The Origin header is commonly included in requests made via JavaScript (e.g., fetch and XMLHttpRequest) when performing cross-origin resource sharing, as well as in HTTP methods that might modify server-side data (e.g., POST, PUT, DELETE).

Syntax

The Origin header follows this syntax:

Origin: <scheme>://<host>[:<port>]

For example:

Origin: https://example.com

If a request originates from a subdomain or a different port, the header might look like this:

Origin: https://sub.example.com:8080

Examples

Basic Usage in HTTP Requests

When a browser makes a cross-origin request using JavaScript, the request will include an Origin header:

POST /api/data HTTP/1.1
Host: api.example.com
Origin: https://www.example.com
Content-Type: application/json

{"key": "value"}

The server can inspect the Origin header and decide whether to allow the request.

Server-Side Handling

A server handling CORS requests can check the Origin header and respond accordingly.

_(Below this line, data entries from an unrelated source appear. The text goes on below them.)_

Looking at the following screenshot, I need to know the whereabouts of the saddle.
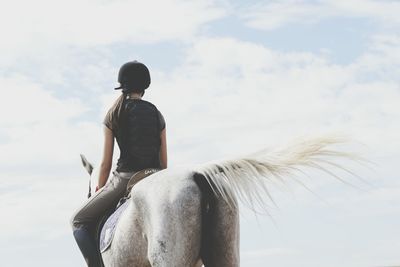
[96,169,160,260]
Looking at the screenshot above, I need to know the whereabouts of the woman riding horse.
[71,61,167,267]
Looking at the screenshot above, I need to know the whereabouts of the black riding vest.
[116,99,161,172]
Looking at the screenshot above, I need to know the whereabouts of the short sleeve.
[158,111,165,131]
[103,110,114,131]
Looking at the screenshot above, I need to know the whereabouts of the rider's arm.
[160,128,168,169]
[98,127,114,189]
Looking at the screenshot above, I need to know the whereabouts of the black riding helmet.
[115,60,151,93]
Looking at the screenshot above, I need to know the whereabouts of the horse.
[95,137,360,267]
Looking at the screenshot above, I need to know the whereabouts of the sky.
[0,0,400,267]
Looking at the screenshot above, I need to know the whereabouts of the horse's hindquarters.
[103,171,201,267]
[146,180,201,267]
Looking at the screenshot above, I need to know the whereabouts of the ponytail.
[106,92,127,134]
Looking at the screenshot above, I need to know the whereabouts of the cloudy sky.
[0,0,400,267]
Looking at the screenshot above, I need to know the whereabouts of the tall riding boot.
[73,227,102,267]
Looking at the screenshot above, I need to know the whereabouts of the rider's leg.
[71,171,133,267]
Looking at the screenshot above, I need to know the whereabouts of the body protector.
[117,99,161,171]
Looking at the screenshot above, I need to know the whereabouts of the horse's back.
[103,169,201,266]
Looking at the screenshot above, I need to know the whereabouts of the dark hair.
[106,93,127,134]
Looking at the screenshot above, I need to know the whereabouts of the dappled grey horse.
[97,137,357,267]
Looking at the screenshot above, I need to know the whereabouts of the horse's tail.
[194,136,362,214]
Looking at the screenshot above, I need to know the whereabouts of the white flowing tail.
[195,136,363,214]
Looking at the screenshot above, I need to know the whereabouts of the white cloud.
[0,0,225,59]
[145,35,400,165]
[0,76,101,168]
[239,0,400,30]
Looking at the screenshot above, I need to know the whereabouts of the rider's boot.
[73,227,102,267]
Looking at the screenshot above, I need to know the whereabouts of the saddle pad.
[100,201,129,253]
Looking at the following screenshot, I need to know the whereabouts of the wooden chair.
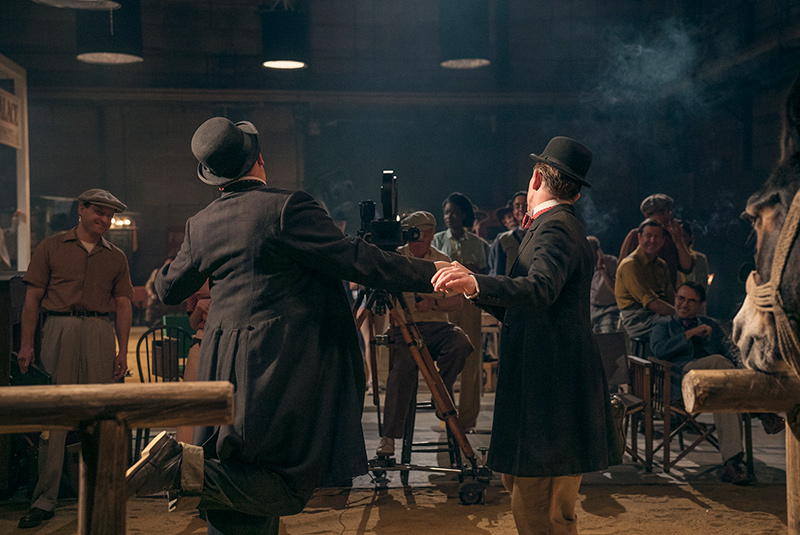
[130,325,192,464]
[626,355,653,472]
[628,356,754,477]
[594,331,645,461]
[594,331,629,392]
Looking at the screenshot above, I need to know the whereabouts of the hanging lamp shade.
[439,0,491,69]
[75,0,143,64]
[33,0,119,10]
[261,9,308,69]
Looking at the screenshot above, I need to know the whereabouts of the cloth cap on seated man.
[400,210,436,232]
[78,188,128,213]
[639,193,675,217]
[192,117,261,186]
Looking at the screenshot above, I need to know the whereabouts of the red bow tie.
[520,204,558,229]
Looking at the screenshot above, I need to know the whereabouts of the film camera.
[358,170,419,251]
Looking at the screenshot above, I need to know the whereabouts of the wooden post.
[78,420,130,535]
[786,404,800,535]
[682,370,800,535]
[0,381,233,535]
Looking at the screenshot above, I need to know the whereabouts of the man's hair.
[678,281,706,303]
[636,217,666,234]
[533,162,581,201]
[442,191,475,228]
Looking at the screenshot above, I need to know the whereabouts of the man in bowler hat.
[433,137,621,535]
[127,117,446,534]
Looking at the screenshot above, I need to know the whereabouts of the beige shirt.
[23,228,133,312]
[397,245,450,323]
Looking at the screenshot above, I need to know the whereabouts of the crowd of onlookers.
[428,191,784,485]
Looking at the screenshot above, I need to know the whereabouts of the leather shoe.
[719,457,752,485]
[377,437,394,457]
[125,431,183,498]
[17,507,55,528]
[759,412,786,435]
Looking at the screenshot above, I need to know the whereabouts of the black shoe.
[719,457,752,485]
[17,507,55,528]
[125,431,183,498]
[758,412,786,435]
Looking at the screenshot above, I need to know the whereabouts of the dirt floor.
[0,482,787,535]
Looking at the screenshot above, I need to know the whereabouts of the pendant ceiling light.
[33,0,119,10]
[439,0,491,69]
[75,0,143,64]
[261,0,308,69]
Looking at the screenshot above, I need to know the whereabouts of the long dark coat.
[476,204,619,477]
[156,185,435,489]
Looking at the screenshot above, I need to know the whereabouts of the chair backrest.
[161,314,196,334]
[628,355,653,407]
[136,325,192,383]
[594,331,628,392]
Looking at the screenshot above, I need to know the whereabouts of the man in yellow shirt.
[614,219,675,338]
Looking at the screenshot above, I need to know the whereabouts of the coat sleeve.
[155,219,208,305]
[650,321,692,361]
[280,192,436,293]
[475,219,580,308]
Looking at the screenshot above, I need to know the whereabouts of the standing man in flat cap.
[17,189,133,528]
[619,193,694,288]
[127,117,446,534]
[433,137,621,535]
[377,211,472,457]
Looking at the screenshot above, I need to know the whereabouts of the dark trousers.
[383,321,472,438]
[189,459,313,535]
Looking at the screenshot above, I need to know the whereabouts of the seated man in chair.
[377,212,472,457]
[650,281,750,485]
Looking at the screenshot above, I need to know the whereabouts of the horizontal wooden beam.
[0,381,233,433]
[29,87,580,107]
[682,370,800,412]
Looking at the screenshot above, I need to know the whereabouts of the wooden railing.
[0,382,233,535]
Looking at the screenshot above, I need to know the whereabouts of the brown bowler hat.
[192,117,261,186]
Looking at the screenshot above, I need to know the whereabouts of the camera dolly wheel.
[458,481,484,505]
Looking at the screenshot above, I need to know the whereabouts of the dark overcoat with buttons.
[156,182,435,490]
[476,204,620,477]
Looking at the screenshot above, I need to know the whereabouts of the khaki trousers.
[502,474,583,535]
[32,316,117,511]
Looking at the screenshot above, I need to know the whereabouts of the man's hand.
[686,323,711,340]
[431,262,477,295]
[664,219,683,241]
[17,346,33,373]
[114,347,128,380]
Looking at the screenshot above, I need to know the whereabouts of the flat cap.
[639,193,675,217]
[400,210,436,230]
[78,188,128,213]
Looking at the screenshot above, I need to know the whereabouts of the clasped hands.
[431,261,478,296]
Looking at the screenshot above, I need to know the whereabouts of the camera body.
[358,170,419,252]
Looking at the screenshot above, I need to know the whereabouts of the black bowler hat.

Here’s an example using Node.js with Express:

const express = require('express');
const app = express();

app.use((req, res, next) => {
    const allowedOrigins = ['https://www.example.com', 'https://app.example.com'];
    if (allowedOrigins.includes(req.headers.origin)) {
        res.setHeader('Access-Control-Allow-Origin', req.headers.origin);
    }
    next();
});

app.get('/data', (req, res) => {
    res.json({ message: 'CORS request received' });
});

app.listen(3000, () => console.log('Server running on port 3000'));

Client-Side Example with Fetch API

A JavaScript client can make a cross-origin request using fetch, which will automatically include the Origin header:

fetch('https://api.example.com/data', {
    method: 'POST',
    headers: {
        'Content-Type': 'application/json'
    },
    body: JSON.stringify({ key: 'value' })
})
.then(response => response.json())
.then(data => console.log(data))
.catch(error => console.error('Error:', error));

Summary

The Origin request header is an essential security feature that helps servers enforce cross-origin policies. It allows servers to determine where requests originate and decide whether to permit or block them. Used mainly in CORS and security-sensitive operations, the Origin header is a fundamental part of modern web application security and access control.